Mark Twain’den 55 yıl sonra, 4 Ekim 1922’de Türkiye’nin ilk hayvan hakları örgütü olan Himaye-i Hayvanat Cemiyeti kurulmuş ve İstanbul’un ‘mahzun bakışlı sokak köpeklerini’ korumak için canını dişine takmıştı. Derneğin amacı sokak köpeklerinin itlafını engellemekti. Hatırı sayılır bir başarı da elde etmişlerdi.

Aradan 95 yıl geçti. Hayvan hakları mücadelesini yürüten dernekler, vakıflar kuruldu. Birçok insan bu mücadeleyi sahiplendi. Ancak yine de hayvan hakları konusunda bir arpa boyu yol almış değiliz.

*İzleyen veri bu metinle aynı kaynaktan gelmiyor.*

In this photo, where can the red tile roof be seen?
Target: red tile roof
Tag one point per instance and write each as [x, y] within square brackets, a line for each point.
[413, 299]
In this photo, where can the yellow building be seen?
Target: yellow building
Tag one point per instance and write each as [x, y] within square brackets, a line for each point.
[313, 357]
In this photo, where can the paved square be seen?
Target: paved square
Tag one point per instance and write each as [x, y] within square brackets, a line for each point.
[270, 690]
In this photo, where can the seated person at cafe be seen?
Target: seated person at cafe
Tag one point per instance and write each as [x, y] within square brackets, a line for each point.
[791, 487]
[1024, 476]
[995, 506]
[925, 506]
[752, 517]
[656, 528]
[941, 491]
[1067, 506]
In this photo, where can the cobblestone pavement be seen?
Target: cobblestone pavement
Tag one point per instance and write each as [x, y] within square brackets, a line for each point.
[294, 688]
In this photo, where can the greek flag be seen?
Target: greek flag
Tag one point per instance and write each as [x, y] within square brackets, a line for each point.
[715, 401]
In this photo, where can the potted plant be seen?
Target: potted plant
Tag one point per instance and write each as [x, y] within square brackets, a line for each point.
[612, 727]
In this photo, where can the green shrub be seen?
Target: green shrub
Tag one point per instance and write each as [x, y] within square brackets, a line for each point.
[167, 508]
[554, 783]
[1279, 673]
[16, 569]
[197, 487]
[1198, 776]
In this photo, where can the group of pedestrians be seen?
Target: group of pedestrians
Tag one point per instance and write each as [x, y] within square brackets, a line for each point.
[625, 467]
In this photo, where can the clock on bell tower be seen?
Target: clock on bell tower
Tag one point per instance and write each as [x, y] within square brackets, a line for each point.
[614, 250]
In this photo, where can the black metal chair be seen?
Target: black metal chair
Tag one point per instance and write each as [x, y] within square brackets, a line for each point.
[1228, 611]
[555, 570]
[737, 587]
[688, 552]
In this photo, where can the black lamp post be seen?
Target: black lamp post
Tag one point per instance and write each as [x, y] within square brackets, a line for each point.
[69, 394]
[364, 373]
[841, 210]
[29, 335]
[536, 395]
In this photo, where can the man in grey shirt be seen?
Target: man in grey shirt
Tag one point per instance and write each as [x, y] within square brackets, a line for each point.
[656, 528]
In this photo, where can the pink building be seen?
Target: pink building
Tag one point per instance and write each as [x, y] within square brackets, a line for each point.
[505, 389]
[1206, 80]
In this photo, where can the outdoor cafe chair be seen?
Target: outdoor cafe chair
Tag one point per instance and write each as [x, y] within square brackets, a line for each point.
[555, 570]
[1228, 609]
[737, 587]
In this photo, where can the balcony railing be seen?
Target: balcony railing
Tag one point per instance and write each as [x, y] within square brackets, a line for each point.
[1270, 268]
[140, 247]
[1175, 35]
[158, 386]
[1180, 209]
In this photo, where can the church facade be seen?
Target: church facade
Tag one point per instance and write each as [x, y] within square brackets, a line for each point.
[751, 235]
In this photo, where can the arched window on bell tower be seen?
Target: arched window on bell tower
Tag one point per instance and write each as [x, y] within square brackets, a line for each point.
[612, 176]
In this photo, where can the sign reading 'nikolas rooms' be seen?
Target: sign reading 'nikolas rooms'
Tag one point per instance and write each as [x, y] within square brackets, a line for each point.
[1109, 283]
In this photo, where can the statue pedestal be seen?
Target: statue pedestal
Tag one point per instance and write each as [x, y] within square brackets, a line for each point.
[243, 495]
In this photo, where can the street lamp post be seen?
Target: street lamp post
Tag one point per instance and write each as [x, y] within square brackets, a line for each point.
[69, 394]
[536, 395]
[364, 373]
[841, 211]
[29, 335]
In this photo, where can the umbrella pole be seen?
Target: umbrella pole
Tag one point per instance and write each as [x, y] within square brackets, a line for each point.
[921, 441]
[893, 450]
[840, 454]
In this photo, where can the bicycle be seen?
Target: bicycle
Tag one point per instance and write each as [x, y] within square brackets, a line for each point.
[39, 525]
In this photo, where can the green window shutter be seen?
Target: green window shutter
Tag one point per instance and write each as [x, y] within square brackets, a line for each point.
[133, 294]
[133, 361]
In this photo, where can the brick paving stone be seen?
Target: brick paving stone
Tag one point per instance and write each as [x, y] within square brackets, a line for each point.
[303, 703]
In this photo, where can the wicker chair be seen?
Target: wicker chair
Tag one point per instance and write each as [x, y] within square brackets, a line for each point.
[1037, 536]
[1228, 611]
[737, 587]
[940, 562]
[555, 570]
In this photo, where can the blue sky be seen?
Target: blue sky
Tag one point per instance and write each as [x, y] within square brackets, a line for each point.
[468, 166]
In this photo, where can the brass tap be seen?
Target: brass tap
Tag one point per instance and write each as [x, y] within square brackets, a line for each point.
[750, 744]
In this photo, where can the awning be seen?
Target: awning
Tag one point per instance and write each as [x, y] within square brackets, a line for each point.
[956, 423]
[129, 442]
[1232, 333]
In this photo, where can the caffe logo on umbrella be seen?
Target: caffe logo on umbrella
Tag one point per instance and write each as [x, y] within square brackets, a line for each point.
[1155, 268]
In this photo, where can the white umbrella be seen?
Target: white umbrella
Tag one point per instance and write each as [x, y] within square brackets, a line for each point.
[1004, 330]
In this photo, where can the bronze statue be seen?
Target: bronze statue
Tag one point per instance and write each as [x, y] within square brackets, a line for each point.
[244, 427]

Toplama kamplarını andıran barınaklar, belediyelerin zehirli katliamları, hayvanlara işkence yapan hatta tecavüz eden sonra da elini kolunu sallayarak dışarıda dolaşan sözde insanlar, her biri çözülmeyi bekleyen devasa sorunlar olarak orta yerde duruyor.

Bunların hepsi ayrı birer dosya konusu. Acilen sorunlara çare olacak yasal düzenlemelerin yapılması gerekiyor. Belki böylece Twain’in mahzun bakışlı, kırık kalpli hayvanlarının yüzü bir parça gülecek.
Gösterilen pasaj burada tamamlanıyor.